Les voix font vivre les livres.

" Je relis, lentement, lucidement, morceau par morceau, tout ce que j'ai écrit. Et je trouve que ceal est nul, et qu'il aurait mieux valu ne jamais l'écrire. Les choses réalisées, que ce soient des phrases ou des empires, acquièrent, de ce seul fait, le pire côté des choses réelles, dont nous savons bien qu'elles sont périssables. Ce n'est pas cela, cependant, que je ressens et qui m'afflige, au cours de ces lentes heures où je me relis. Ce qui m'afflige réellement, c'est que cela ne valait pas la peine de l'écrire, et que le temps perdu à le faire, je ne l'ai gagné que dans l'illusion, maintenant évanouie, que cela en valait la peine. " (1)

Les corps silencieux épousent les voix, les phrases s'en trouvent bouleversées.

" Extase violette, exil du couchant finissant sur les cimes... " (1)

L'acte de lire haut est un miracle partagé.

" la seule façon de te procurer des sensations neuves, c'est de te construire une âme neuve. " (1)

à suivre

Philippe Chauché

(1) Le Livre de l'Intranquilité / Fernando Pessoa / traduc.
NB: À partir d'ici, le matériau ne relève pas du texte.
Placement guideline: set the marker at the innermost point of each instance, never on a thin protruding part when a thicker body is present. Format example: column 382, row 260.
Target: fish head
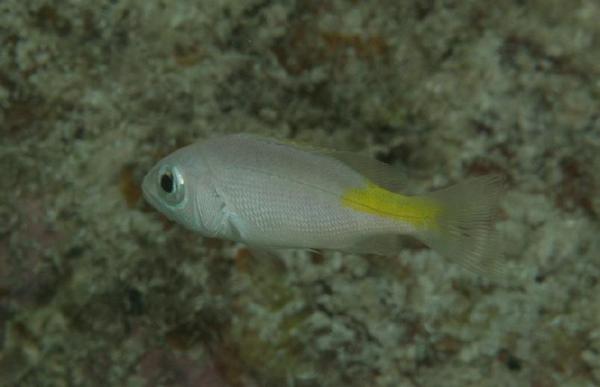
column 181, row 187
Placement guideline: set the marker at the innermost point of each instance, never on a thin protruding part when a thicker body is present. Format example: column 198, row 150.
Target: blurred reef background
column 97, row 289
Françoise Laye / Christian Bourgois Éditeur
(2) Les Translatines 2009 / Lecture publique du Livre de l'Intanquilité / La nuit de l'Intranquilité par Alain Simon et Jean-Marie Broucaret / Bayonne / Samedi 17 octobre 2009

jeudi 15 octobre 2009

Le Temps du Silence



Une pose, le temps du silence, l'espace est ouvert, il nous reste à le fleurir.